Jangan heran juga jika gol dan kebobolan Gladbach di Bundesliga 2020/21 tidak berbeda jauh. Sepak bola agresif memampukan mereka mencetak 23 gol, tetapi kemasukan 20 gol. Apa boleh buat, Rose harus segera merumuskan ulang sistem pertahanan timnya.

***

Sepak bola adalah miniatur kehidupan. Dalam kehidupan, ada orang yang senang menjadi inisiator dan aktif, ada yang lebih senang menunggu dan menjadi pasif.

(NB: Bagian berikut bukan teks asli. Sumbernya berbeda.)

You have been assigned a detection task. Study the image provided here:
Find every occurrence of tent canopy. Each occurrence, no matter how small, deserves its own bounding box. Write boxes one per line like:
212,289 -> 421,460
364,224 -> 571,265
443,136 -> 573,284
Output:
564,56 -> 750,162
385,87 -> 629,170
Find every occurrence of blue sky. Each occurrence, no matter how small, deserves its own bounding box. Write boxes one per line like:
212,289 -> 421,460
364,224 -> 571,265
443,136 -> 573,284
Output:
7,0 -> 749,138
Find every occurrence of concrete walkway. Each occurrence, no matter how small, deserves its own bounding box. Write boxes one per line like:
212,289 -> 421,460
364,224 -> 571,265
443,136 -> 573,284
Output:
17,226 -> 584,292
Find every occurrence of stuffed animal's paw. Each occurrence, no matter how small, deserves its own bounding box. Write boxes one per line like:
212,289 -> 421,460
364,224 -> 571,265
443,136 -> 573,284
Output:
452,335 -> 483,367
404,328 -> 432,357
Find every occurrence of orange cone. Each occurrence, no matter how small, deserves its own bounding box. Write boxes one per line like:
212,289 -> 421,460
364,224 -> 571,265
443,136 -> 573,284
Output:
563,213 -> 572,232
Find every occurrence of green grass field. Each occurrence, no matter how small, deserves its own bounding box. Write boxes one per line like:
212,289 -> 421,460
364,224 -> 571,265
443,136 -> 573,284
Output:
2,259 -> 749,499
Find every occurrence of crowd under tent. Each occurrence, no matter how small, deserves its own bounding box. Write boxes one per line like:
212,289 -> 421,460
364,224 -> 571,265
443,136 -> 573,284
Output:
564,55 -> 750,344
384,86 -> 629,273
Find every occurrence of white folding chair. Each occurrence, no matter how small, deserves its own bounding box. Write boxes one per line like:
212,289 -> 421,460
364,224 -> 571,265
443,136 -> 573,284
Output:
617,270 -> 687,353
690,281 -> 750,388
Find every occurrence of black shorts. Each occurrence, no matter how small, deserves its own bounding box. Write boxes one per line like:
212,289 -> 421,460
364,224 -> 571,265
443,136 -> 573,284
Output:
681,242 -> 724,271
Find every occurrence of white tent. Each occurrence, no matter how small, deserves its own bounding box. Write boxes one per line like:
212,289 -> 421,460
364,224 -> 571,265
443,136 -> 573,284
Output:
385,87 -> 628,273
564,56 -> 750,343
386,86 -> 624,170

Rose memilih yang pertama. Sepak bola aktif yang ia mainkan sekarang membuat Borussia Moenchengladbach disegani di Jerman dan Eropa. Ia juga ditopang oleh pemain-pemain seperti Plea, Thuram, Breel Embolo, Florian Neuhaus, dan Lars Stindl yang mampu bermain agresif sekaligus fleksibel, sesuai keinginannya.

Akan tetapi, serupa kehidupan, Rose juga harus tahu kapan saatnya menunggu. Tidak selamanya selalu aktif dalam sepak bola itu baik. Ada kalanya kita mesti mengamati situasi, baru kemudian memutuskan jenis pendekatan aktif mana yang akan dipakai. Jika sudah begitu, Rose tentu bisa membawa Gladbach naik satu level lagi.

Jika itu terjadi, Borussia Moenchengladbach juga mesti siap kehilangan Marco Rose yang nantinya bisa saja merapat ke Borussia Dortmund, tim yang mungkin pas dengan skema mainnya, atau malah ke Manchester United.